One of the things on my list before school was to sort through the boxes of music in the church balcony. The previous music director boxed up the entire choral music library of the church intending to donate it, but he donation never happened. Now I’m trying to figure out what to do with it.

There are maybe 130 boxes. After working all day yesterday, I got through 20. I’m pulling out all the handbell music I find, and also any music for smaller groups or kids. If I ever get an SATB choir up and running at my church, it will be a ways down the road, so I don’t think I’m keeping any of that… unless I see something sentimental to me 🙂

In the meantime, I’m trying to figure out what to do with an entire choral music library. I don’t want to just put this all in the recycle bin. Yikes.

Here’s something interesting though. I did meet the previous music director, but he was so sick by then, I didn’t really get to know him. But as I’ve looked through his library of books, and now started to go through the music he ordered, I’m learning about him. His music taste was similar to mine, as was his interest in worship and liturgy.

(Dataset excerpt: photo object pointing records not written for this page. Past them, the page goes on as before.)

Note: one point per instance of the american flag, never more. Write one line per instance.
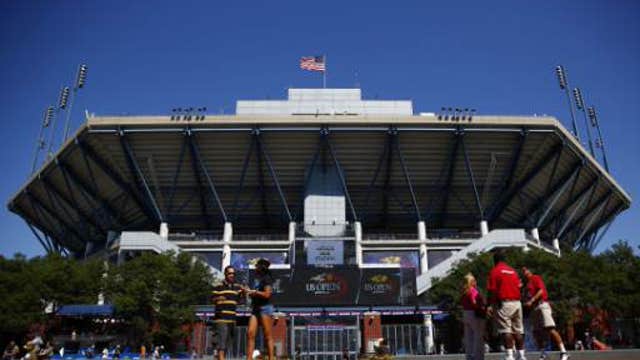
(312, 63)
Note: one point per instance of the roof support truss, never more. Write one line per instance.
(407, 177)
(115, 177)
(325, 132)
(507, 196)
(261, 147)
(139, 176)
(471, 178)
(193, 142)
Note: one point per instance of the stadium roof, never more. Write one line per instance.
(196, 172)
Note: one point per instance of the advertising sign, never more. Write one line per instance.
(322, 286)
(325, 252)
(387, 287)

As I saw the shape and size of the music program he built, I was thinking that if I had stayed at the first church I ever worked at and spent my whole career there, I might have been a lot like him, with active music groups, and music compositions, and research about worship and music. Instead, I’ve moved around, and become sort of a jack-of-all-trades. I love music, but I’ve learned to love other things as well, and so I divide my attention. I admire his focus.

3 Comments

  1. Gretchen

    I think about that often too: what if we had not moved around so much. I think both longevity and variety provide a richness (of experiences, of friends, of skills) though in very different ways.

  2. Lauren

    Well, that seems to have turned into a very introspective task. You are Gretchen are both very wise.

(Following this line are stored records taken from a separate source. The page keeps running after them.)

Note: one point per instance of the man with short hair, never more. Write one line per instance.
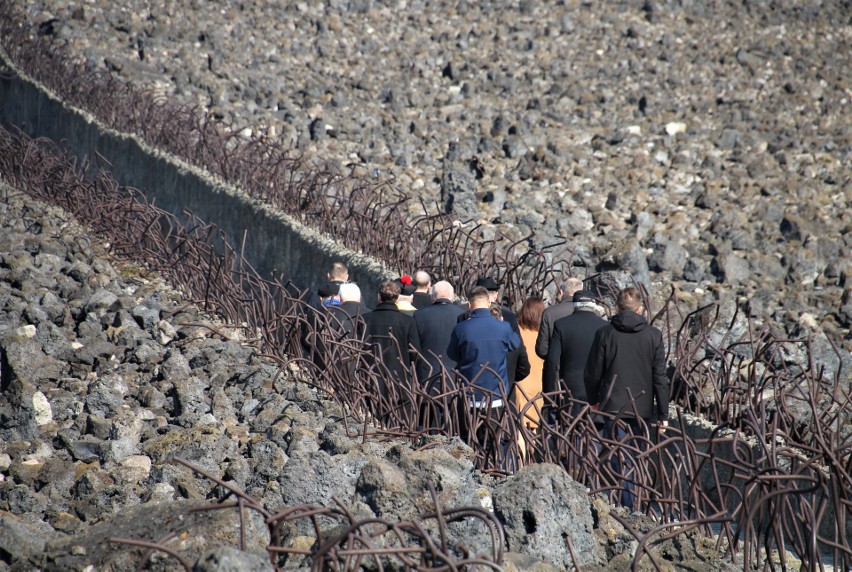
(493, 294)
(570, 346)
(339, 273)
(348, 313)
(406, 294)
(480, 345)
(555, 312)
(345, 322)
(626, 375)
(435, 325)
(392, 334)
(421, 298)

    I wonder if there is somewhere that you could advertise and have someone collect the unwanted pieces? Then if you’ve given it your best shot, you could let them go.

  3. Carol

    Would this collection be the sort of thing one would post in The Lutheran Witness under “Available” near the back? (You know what I mean, right?)

    I know what you mean about not wanting to just recycle everything. Over the decades I have amassed a TON of craft/cross-stitch supplies and, while I know I’d have to work on them for 20 years after I died, the thought of just throwing it all away makes my tummy flip over. Praying you can find everything a good home in time.